Chi-square Goodness of Fit Test

In Goodness of Fit we show how to use the chi-square test to determine whether a given sample conforms to a particular distribution. We will now describe some Real Statistics functions that make it easier to carry out such tests.

Worksheet Functions

Real Statistics Functions: The following array functions are provided in the Real Statistics Pack. R1 contains a frequency table, i.e. a range with two columns. The first of these columns contains data values and the second contains the corresponding frequencies.

GOFTEST(R1, dist, lab, iter): returns an array with the parameters for the distribution specified by dist, the p-value of the chi-square goodness of fit test, and the data value in R1 which has the lowest expected frequency value followed by this expected frequency value.

GOFTESTExact(R1, dist, lab, param1, param2): returns an array with the param1 and param2, the p-value of the chi-square goodness of fit test for the distribution specified by dist and the parameter values and the data value in R1 which has the lowest expected frequency value followed by this expected frequency value.

dist takes one of the values shown in Figure 1.
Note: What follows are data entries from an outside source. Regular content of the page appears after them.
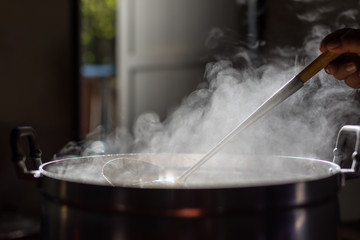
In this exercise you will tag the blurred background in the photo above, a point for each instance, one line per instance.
(72, 68)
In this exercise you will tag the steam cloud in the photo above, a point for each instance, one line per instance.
(304, 125)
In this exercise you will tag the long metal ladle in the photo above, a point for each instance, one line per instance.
(279, 96)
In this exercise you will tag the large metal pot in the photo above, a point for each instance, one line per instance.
(230, 197)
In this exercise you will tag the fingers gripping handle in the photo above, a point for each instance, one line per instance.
(18, 155)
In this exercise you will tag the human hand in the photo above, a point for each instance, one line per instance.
(347, 66)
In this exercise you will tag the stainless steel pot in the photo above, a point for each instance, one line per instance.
(229, 197)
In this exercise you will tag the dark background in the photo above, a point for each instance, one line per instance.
(39, 67)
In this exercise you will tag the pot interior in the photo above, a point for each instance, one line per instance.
(162, 170)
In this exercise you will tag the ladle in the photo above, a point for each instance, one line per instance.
(279, 96)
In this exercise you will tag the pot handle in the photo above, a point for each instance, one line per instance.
(18, 154)
(343, 137)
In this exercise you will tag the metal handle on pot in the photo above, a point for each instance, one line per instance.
(18, 155)
(343, 138)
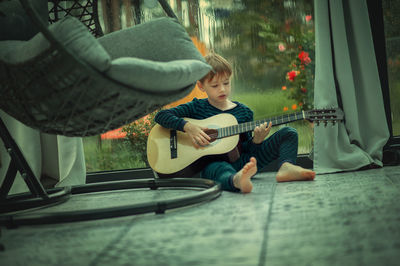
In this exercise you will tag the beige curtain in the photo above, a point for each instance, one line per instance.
(346, 69)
dist valuesFigure 1 – dist values

If iter = 0, then the method of moments is used to estimate the unknown parameters; when iter = -1 then the pure method of moments is used; if iter = -2, then the regression approach is used (this is only valid for the Weibull distribution) and if iter > 0 (default  20) then an iterative approach is used with iter many iterations (except that no iteration is actually performed for the normal or exponential distribution; instead the result is the same as iter = -1).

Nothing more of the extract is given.